In fact, H.E. Mr. David W. PANUELO, President of the Federated States of Micronesia (FSM), who visited Japan this February stated that the FSM now has deep trust in Japan’s intentions and Japan’s technological capabilities in not harming our shared oceanic assets and resources.
Thirdly, in rebuttal to Dr. Khalid’s opinion that discharging water is the “least expensive’ but speedy solution,” Japanese experts have had comprehensive discussions on this matter for more than six years in the Tritium Water Task Force and the Subcommittee on the Handling of ALPS treated Water (the ALPS Subcommittee).
In February 2020, the ALPS Subcommittee issued its report. The report concluded that the discharge into the sea “can be more reliably implemented because it is commonly practiced in nuclear power plants around the world, the safety of the discharge facilities has been demonstrated, and the discharge into the sea can be most accurately monitored.”
The ALPS Subcommittee’s report was reviewed by the IAEA in April of the same year, which noted that “the recommendations made by the ALPS Subcommittee were based on a sufficiently comprehensive analysis and on a sound scientific and technical basis” and that the discharge into the sea is “technically feasible”.

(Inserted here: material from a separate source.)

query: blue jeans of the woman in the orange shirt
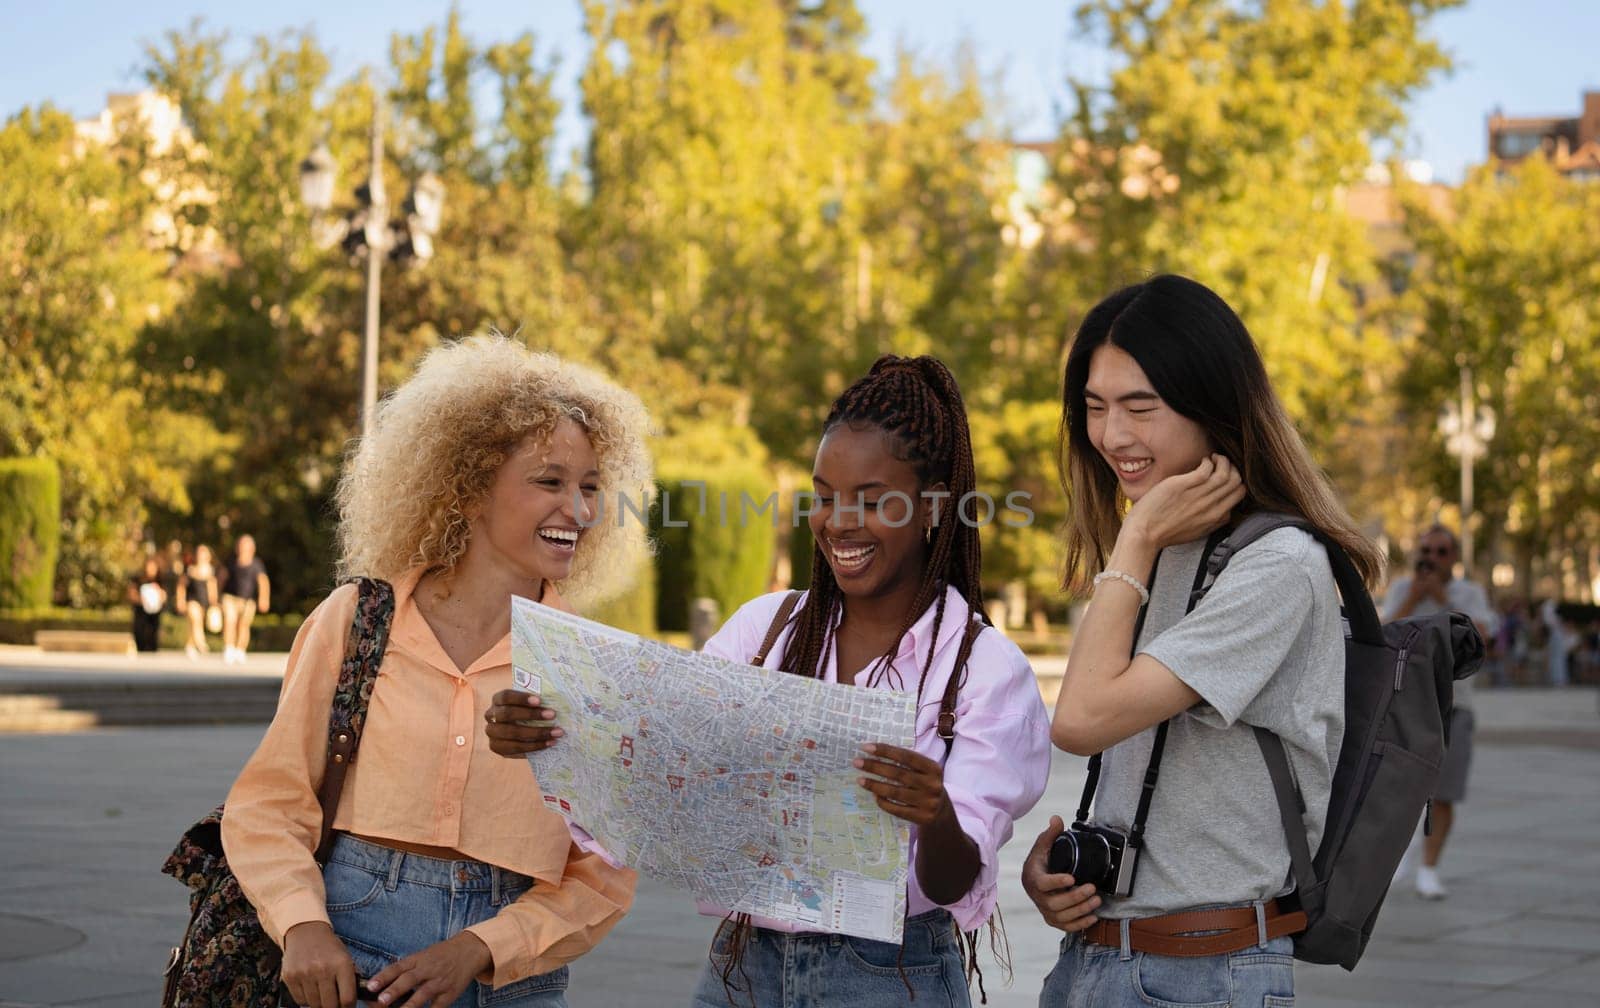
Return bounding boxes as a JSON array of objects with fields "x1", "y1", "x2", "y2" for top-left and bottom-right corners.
[{"x1": 322, "y1": 834, "x2": 566, "y2": 1008}]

To conclude, twelve years after the devastating earthquake and tsunami in March 2011, the reconstruction of Fukushima is still on its way. The spread of false information and reputational damage that Dr. Khalid’s article is likely to cause wounds to deepen and prolong the suffering of the local people, who have already experienced unimaginable pain. I hope this article helps readers’ correct understanding of ALPS-treated water and Japan’s sincere efforts for safety, health, and the environment.

The writer is the Minister/Deputy Chief of Mission, Embassy of Japan in Pakistan.